Defect engineering is widely acknowledged as an effective strategy for exposing catalytically active sites. However, many post-treatment approaches tend to be intricate and compromise the stability of catalysts, limiting the reusability of the defective materials. In this study, we introduce a simple and novel strategy for preparing defective materials for the first time, known as hydrogen evolution coupled electrodeposition (HECED). In the HECED method, the hydrogen evolution reaction (HER) and the hydroxide deposition reaction are synergistically coupled. This allows for the direct preparation of defective materials without the need for subsequent secondary processing.
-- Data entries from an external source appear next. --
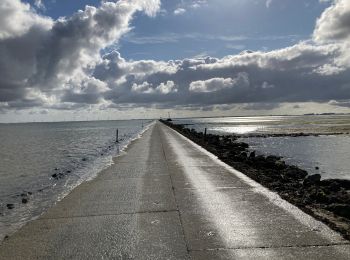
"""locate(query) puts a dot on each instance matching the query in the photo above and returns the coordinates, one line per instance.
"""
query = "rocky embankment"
(327, 200)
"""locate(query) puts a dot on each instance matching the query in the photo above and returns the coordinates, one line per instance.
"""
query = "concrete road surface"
(167, 198)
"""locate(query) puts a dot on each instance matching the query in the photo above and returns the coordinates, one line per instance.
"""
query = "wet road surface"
(167, 198)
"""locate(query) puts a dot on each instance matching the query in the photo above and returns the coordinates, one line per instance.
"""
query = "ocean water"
(329, 152)
(31, 154)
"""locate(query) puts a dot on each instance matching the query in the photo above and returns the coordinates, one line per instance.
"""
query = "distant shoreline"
(327, 200)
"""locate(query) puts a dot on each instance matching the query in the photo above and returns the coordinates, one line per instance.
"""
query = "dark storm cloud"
(38, 54)
(57, 64)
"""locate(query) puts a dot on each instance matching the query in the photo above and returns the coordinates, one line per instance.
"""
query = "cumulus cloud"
(53, 56)
(216, 84)
(25, 19)
(334, 23)
(39, 4)
(179, 11)
(57, 64)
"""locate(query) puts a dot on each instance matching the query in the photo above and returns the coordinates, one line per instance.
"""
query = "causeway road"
(168, 198)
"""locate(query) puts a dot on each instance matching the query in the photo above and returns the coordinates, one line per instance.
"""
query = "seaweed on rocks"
(327, 200)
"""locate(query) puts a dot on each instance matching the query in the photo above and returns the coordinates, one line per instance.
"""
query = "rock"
(312, 179)
(10, 206)
(342, 210)
(294, 172)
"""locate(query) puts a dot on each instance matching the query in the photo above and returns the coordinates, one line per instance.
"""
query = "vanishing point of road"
(168, 198)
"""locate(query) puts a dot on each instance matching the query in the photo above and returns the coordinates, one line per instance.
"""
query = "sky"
(91, 59)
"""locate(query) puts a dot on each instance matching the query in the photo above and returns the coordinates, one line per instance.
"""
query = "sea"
(327, 154)
(43, 162)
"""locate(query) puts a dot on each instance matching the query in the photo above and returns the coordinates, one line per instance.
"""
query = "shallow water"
(31, 153)
(328, 152)
(271, 124)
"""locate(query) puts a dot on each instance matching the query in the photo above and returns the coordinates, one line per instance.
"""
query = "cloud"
(25, 19)
(268, 3)
(216, 84)
(37, 53)
(179, 11)
(57, 65)
(334, 23)
(340, 103)
(39, 4)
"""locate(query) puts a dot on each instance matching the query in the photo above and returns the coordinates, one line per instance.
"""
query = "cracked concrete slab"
(167, 198)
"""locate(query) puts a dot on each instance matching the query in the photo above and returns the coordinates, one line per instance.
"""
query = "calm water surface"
(31, 153)
(331, 153)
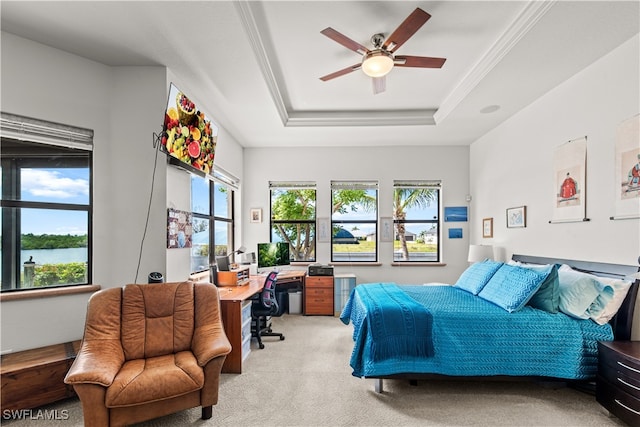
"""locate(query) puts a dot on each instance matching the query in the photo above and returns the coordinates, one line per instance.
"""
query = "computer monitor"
(222, 263)
(272, 255)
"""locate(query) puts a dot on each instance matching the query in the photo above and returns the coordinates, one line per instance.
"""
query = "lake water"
(55, 256)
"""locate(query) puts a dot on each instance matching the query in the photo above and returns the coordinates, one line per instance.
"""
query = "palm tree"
(405, 199)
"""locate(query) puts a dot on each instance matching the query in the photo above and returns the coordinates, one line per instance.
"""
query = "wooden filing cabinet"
(318, 295)
(618, 379)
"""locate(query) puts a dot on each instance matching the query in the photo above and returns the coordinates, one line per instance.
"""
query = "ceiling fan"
(379, 61)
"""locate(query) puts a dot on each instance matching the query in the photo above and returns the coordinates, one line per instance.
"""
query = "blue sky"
(65, 185)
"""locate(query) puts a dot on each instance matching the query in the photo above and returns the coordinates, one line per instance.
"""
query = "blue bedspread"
(473, 337)
(396, 323)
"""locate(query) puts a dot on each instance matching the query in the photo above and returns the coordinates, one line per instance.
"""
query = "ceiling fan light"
(377, 63)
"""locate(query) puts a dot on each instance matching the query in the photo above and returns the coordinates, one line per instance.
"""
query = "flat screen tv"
(273, 255)
(188, 136)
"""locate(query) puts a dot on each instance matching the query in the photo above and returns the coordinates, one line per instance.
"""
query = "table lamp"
(479, 253)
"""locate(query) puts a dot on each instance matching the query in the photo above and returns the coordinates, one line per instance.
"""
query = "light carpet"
(306, 380)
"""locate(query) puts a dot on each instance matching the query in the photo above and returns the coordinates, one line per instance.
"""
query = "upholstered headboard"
(623, 320)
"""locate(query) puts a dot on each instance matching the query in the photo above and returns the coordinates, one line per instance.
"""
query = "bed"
(530, 317)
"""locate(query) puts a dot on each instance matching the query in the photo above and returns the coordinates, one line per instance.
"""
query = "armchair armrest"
(210, 341)
(98, 362)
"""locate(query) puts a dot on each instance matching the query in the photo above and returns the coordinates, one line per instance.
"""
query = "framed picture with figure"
(517, 217)
(487, 227)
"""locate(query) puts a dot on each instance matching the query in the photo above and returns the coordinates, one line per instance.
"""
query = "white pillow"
(620, 290)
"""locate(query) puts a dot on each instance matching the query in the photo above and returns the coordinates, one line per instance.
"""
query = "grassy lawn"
(370, 247)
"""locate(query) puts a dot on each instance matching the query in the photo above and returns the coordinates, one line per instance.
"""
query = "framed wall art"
(256, 215)
(386, 230)
(517, 217)
(487, 227)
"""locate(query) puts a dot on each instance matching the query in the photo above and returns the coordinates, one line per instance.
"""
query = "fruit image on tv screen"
(187, 134)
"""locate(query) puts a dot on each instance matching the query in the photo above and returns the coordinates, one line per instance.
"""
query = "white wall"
(512, 166)
(123, 106)
(451, 164)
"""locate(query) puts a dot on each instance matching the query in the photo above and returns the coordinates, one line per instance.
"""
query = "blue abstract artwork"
(455, 214)
(455, 233)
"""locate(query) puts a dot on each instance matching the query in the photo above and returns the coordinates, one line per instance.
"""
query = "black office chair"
(265, 306)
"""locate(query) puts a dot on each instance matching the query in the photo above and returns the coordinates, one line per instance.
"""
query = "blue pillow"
(511, 287)
(548, 296)
(476, 276)
(581, 294)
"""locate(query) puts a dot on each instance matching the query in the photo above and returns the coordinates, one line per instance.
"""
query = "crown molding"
(530, 14)
(253, 20)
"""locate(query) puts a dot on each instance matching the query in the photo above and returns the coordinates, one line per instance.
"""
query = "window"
(213, 219)
(354, 221)
(416, 219)
(293, 218)
(46, 204)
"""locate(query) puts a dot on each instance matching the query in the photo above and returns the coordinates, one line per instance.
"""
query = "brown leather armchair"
(148, 351)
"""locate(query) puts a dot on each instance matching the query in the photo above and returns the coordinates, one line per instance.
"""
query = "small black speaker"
(156, 277)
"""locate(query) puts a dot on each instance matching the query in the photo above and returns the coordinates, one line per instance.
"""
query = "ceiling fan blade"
(408, 28)
(344, 41)
(379, 84)
(341, 72)
(418, 61)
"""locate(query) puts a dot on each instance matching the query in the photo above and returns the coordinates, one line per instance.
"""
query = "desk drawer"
(319, 282)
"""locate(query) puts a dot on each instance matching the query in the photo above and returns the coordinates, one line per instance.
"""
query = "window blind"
(34, 130)
(354, 185)
(309, 185)
(436, 183)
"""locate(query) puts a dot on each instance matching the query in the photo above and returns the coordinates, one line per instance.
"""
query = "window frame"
(312, 222)
(419, 184)
(219, 178)
(66, 142)
(357, 185)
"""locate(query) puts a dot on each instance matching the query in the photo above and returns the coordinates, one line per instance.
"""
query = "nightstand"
(618, 379)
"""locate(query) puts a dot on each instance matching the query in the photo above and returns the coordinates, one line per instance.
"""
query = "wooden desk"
(232, 299)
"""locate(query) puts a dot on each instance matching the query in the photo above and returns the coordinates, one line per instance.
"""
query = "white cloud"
(52, 184)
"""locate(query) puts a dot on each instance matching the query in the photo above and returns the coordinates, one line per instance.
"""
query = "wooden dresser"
(618, 379)
(318, 295)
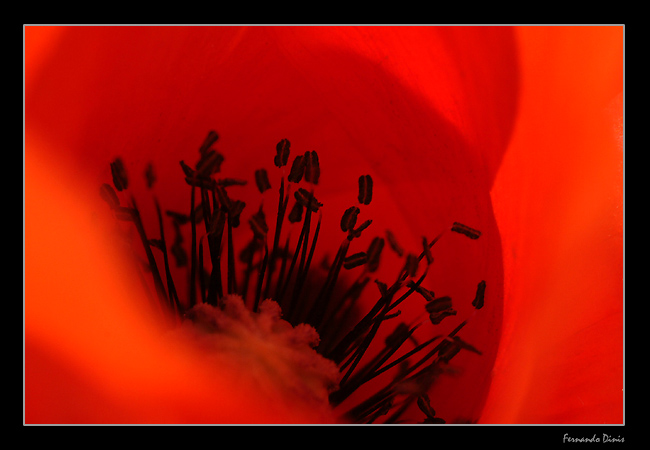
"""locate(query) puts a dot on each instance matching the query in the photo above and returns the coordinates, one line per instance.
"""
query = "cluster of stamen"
(276, 271)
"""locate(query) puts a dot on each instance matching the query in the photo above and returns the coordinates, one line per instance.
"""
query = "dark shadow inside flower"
(146, 97)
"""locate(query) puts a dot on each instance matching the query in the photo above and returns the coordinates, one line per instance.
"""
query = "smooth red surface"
(429, 112)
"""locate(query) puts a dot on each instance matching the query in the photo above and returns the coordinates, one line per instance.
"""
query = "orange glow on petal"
(429, 110)
(558, 201)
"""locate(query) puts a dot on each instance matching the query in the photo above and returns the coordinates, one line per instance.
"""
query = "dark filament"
(327, 309)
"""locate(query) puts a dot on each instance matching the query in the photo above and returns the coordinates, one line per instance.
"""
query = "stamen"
(262, 180)
(210, 139)
(295, 215)
(467, 231)
(297, 169)
(427, 250)
(374, 252)
(355, 260)
(349, 219)
(411, 265)
(365, 189)
(480, 295)
(312, 167)
(258, 224)
(357, 232)
(392, 241)
(209, 163)
(411, 383)
(307, 199)
(227, 182)
(150, 175)
(283, 153)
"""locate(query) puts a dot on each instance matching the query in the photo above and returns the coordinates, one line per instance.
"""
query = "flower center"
(310, 351)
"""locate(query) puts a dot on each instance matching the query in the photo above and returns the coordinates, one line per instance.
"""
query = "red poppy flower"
(489, 126)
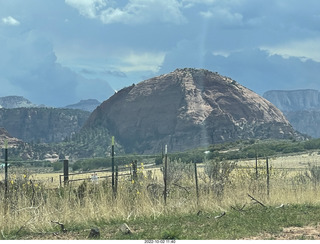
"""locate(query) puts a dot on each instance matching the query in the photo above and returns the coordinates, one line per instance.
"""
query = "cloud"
(10, 21)
(29, 68)
(134, 12)
(137, 62)
(87, 8)
(304, 49)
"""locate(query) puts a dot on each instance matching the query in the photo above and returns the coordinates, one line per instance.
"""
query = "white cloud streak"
(134, 12)
(10, 21)
(303, 49)
(87, 8)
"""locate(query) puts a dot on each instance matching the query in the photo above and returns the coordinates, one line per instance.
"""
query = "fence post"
(165, 173)
(6, 176)
(134, 170)
(256, 166)
(196, 179)
(112, 167)
(65, 172)
(268, 178)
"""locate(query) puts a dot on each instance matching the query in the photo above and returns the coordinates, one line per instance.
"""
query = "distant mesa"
(301, 108)
(188, 108)
(6, 137)
(86, 105)
(16, 102)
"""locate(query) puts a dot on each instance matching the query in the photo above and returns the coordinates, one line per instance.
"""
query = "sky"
(60, 52)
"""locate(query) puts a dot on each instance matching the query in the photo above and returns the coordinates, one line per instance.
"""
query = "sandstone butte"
(188, 108)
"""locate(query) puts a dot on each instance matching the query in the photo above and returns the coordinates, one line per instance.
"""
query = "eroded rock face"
(185, 109)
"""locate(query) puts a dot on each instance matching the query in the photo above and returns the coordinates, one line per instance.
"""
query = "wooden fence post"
(165, 174)
(65, 172)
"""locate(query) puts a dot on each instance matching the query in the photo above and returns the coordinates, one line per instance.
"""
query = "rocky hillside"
(301, 108)
(86, 105)
(6, 137)
(42, 124)
(185, 109)
(294, 100)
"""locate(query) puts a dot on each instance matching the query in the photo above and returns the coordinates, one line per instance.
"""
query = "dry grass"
(32, 205)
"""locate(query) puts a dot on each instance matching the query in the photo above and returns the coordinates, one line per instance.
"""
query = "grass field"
(34, 207)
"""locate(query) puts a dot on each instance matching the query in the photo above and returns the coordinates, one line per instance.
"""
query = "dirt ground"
(292, 233)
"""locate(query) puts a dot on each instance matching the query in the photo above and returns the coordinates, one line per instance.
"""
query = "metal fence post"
(6, 176)
(268, 178)
(165, 174)
(196, 179)
(65, 171)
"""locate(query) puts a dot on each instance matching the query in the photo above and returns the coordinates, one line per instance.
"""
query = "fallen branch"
(256, 201)
(239, 209)
(61, 225)
(281, 206)
(221, 215)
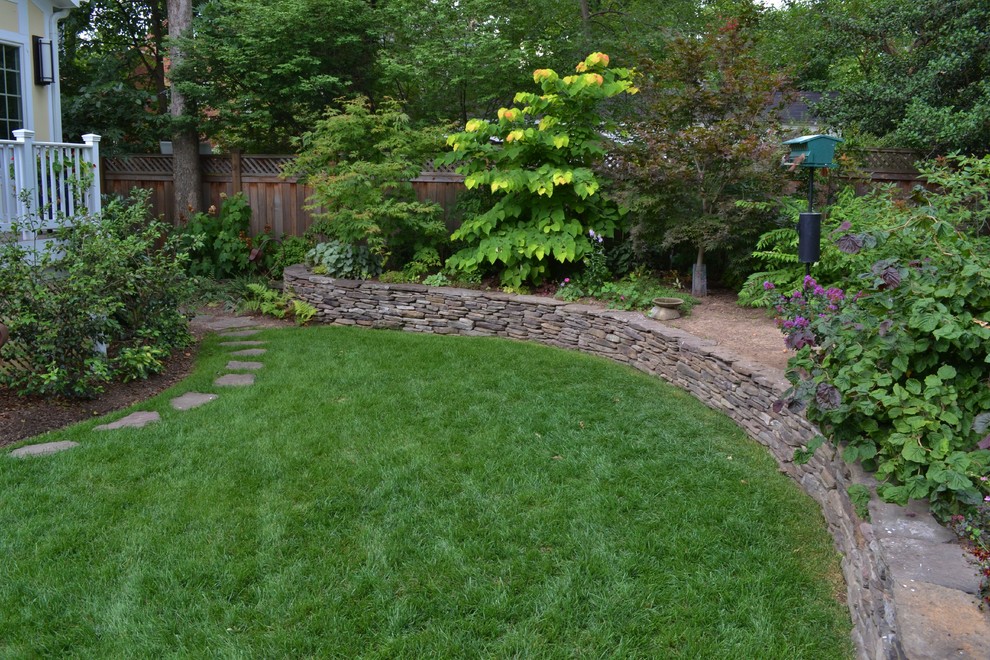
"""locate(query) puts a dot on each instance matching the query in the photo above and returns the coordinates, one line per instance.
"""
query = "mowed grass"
(388, 495)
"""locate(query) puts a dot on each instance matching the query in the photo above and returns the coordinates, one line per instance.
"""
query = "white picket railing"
(44, 184)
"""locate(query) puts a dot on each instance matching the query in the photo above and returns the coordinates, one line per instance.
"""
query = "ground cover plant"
(104, 304)
(893, 361)
(358, 500)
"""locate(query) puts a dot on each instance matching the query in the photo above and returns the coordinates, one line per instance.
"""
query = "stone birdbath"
(666, 309)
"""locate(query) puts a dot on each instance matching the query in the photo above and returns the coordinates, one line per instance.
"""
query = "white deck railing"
(45, 184)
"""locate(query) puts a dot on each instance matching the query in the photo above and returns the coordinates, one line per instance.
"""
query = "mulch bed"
(24, 417)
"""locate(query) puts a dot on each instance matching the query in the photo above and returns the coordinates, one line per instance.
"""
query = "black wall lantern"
(44, 61)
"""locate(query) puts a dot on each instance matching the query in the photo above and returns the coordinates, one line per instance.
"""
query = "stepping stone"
(43, 449)
(234, 365)
(240, 333)
(235, 380)
(136, 420)
(191, 400)
(250, 352)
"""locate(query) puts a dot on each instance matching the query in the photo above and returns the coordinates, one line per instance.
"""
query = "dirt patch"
(750, 333)
(25, 417)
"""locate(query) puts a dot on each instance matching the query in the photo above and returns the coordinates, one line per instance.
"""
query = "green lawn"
(379, 494)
Prepared through the direct synthesis strategy, the D-NiMn LDH catalyst exhibits highly promising performance and stability for the oxygen evolution reaction (OER) in alkaline media. Subsequently, FeS nanoparticles are loaded onto the D-NiMn LDH to create a D-NiMn LDH/FeS heterostructure, which demonstrates an ultralow overpotential of 184 mV at 10 mA cm-2 and fast reaction kinetics of 49 mV dec-1. This catalyst is currently one of the most attractive options for the OER. Significantly, by utilizing D-NiMn LDH as the cathode and D-NiMn LDH/FeS as the anode, the overall water cell can achieve 10 mA cm-2 at 1.50 V. Our investigation reveals that during the OER, D-NiMn LDH/FeS undergoes self-reconstruction, leading to the formation of SOx-FeNiMn (oxy)hydroxides, which act as active sites and facilitate the OER process. Our study not only presents a novel and simple method for the direct synthesis of defective NiMn LDH, but also provides new insights into designing stable and reusable defective materials. A defective NiMn LDH catalyst was synthesized using a hydrogen evolution coupled electrodeposition method, demonstrating excellent oxygen evolution reaction catalytic performance after forming a heterostructure with FeS.